Community Spring Cleaning week is here! Join your fellow Maveryx in digging through your old posts and marking comments on them as solved. Learn more here!

Data Science

Machine learning & data science for beginners and experts alike.
SusanCS
Alteryx Alumni (Retired)

It’s the dataset that’s been calling my name. I’m not quite sure what that says about me. 

 

Ever since I heard of it, I’ve wanted to explore a dataset of Reddit posts from a well known subreddit called “Am I the Asshole?” (AITA), in which users post stories of conflicts in which they weren’t sure if they did the right thing or were instead the, um, asshole. Other users comment and vote with their judgment: You’re the Asshole (YTA), Not the Asshole (NTA), Everyone Sucks Here (ESH), No Assholes Here (NAH), or Not Enough Info (INFO). 

 

 

giphyImage via GIPHY



The dataset contains the text of over 97,000 posts, plus the voting outcome and the number of comments for each. In only about 27% of the cases, users rendered a judgment of either YTA or ESH, which means almost three-quarters of the cases were judged to contain no assholery. That’s actually reassuring about human nature and our tendency to worry about doing the right thing.

 

Though the assholes turned out to be the minority, we can dig further into this rich dataset of complicated human situations. It’s a lot of text, but we have the necessary tools in Alteryx Designer and the Text Mining palette from the Alteryx Intelligence Suite

 

I decided to use those tools and the Data Investigation tool palette to explore interesting patterns in the AITA posts. Enjoy this slightly rude refresher on sentiment analysis, topic modeling and correlations. Maybe we’ll gain more insight into human behavior along the way. 

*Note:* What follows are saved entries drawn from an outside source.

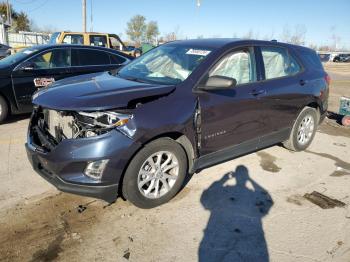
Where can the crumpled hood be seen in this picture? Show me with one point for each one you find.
(99, 91)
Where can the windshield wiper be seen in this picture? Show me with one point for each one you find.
(130, 78)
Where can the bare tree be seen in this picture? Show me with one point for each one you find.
(136, 28)
(249, 34)
(152, 31)
(296, 37)
(172, 36)
(335, 38)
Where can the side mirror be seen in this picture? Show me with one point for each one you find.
(219, 83)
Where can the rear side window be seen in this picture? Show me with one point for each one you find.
(238, 65)
(98, 40)
(56, 58)
(73, 39)
(278, 62)
(89, 57)
(311, 59)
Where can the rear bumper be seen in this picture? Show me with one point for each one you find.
(105, 192)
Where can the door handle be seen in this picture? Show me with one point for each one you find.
(258, 92)
(303, 82)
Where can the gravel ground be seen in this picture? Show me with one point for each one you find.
(249, 209)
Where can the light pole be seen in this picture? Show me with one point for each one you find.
(84, 15)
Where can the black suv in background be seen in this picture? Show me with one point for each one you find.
(179, 108)
(23, 73)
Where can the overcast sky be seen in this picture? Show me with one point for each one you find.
(219, 18)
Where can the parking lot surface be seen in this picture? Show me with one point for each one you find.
(252, 208)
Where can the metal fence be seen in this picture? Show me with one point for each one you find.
(27, 39)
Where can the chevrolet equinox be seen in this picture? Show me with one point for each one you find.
(138, 131)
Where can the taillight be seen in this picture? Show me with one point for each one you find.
(328, 79)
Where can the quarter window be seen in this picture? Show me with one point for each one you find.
(278, 62)
(98, 40)
(73, 39)
(89, 57)
(52, 59)
(238, 65)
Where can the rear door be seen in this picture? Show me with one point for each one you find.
(86, 60)
(39, 71)
(232, 116)
(285, 87)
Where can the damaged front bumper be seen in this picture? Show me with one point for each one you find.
(63, 163)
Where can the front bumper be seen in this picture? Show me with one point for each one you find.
(107, 192)
(64, 165)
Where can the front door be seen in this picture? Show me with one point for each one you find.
(232, 116)
(38, 72)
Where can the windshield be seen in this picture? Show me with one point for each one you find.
(20, 55)
(168, 64)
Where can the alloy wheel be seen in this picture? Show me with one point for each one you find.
(305, 130)
(158, 174)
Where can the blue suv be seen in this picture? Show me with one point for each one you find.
(140, 130)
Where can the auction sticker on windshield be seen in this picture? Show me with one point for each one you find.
(198, 52)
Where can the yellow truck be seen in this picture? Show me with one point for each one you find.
(94, 39)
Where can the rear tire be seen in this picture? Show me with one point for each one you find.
(4, 110)
(156, 173)
(303, 130)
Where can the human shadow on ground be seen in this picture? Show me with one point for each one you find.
(234, 231)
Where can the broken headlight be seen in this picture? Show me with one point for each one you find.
(96, 123)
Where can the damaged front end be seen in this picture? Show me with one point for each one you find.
(50, 127)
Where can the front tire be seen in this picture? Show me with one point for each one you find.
(303, 130)
(155, 174)
(3, 109)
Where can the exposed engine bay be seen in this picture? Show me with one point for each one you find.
(51, 126)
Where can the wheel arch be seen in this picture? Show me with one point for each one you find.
(178, 137)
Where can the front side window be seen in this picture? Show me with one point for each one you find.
(116, 60)
(166, 64)
(56, 58)
(278, 62)
(98, 40)
(73, 39)
(238, 65)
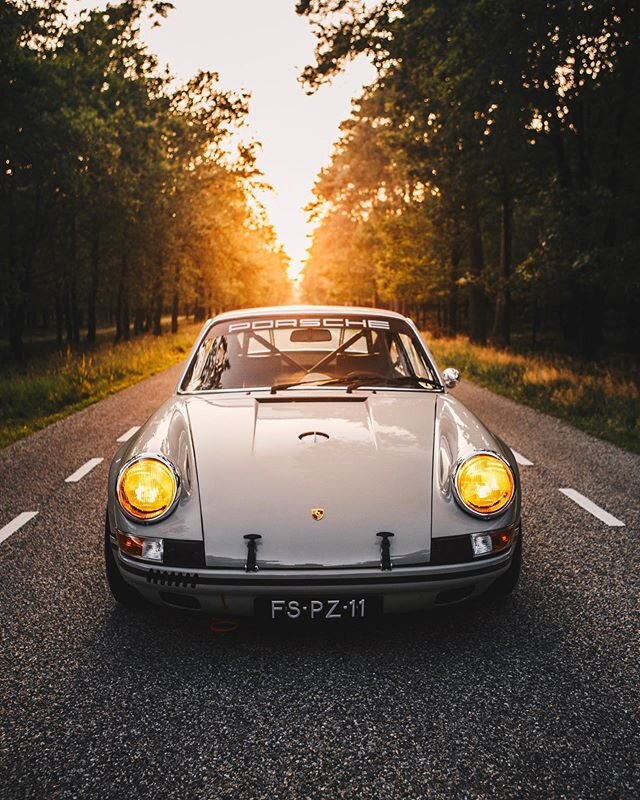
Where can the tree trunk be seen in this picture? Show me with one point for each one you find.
(477, 297)
(502, 320)
(94, 282)
(122, 301)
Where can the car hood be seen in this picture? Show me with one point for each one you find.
(265, 463)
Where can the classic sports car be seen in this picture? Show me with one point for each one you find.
(312, 464)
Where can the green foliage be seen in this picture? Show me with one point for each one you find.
(602, 400)
(54, 387)
(493, 166)
(121, 193)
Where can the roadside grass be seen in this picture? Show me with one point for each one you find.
(47, 389)
(601, 399)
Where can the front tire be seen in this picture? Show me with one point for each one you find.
(503, 586)
(124, 594)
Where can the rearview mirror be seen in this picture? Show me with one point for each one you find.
(451, 377)
(310, 335)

Some AITA post titles and the judgments

AITA…

for wiping my dog's drool back on him when he licks my arm? (NTA)

 

for remarking on a sriracha bottle that expired in 2013? (YTA)

 

for only wanting to give my Secret Santa giftee stuff for their cat? (NTA)

 

for putting all the moldy dirty dishes and garbage from my roommate in her bathroom? (NTA)

 

for getting upset at this game of Monopoly? (YTA)

 

for hiding candy in the store so I can buy it when it's on sale? (YTA)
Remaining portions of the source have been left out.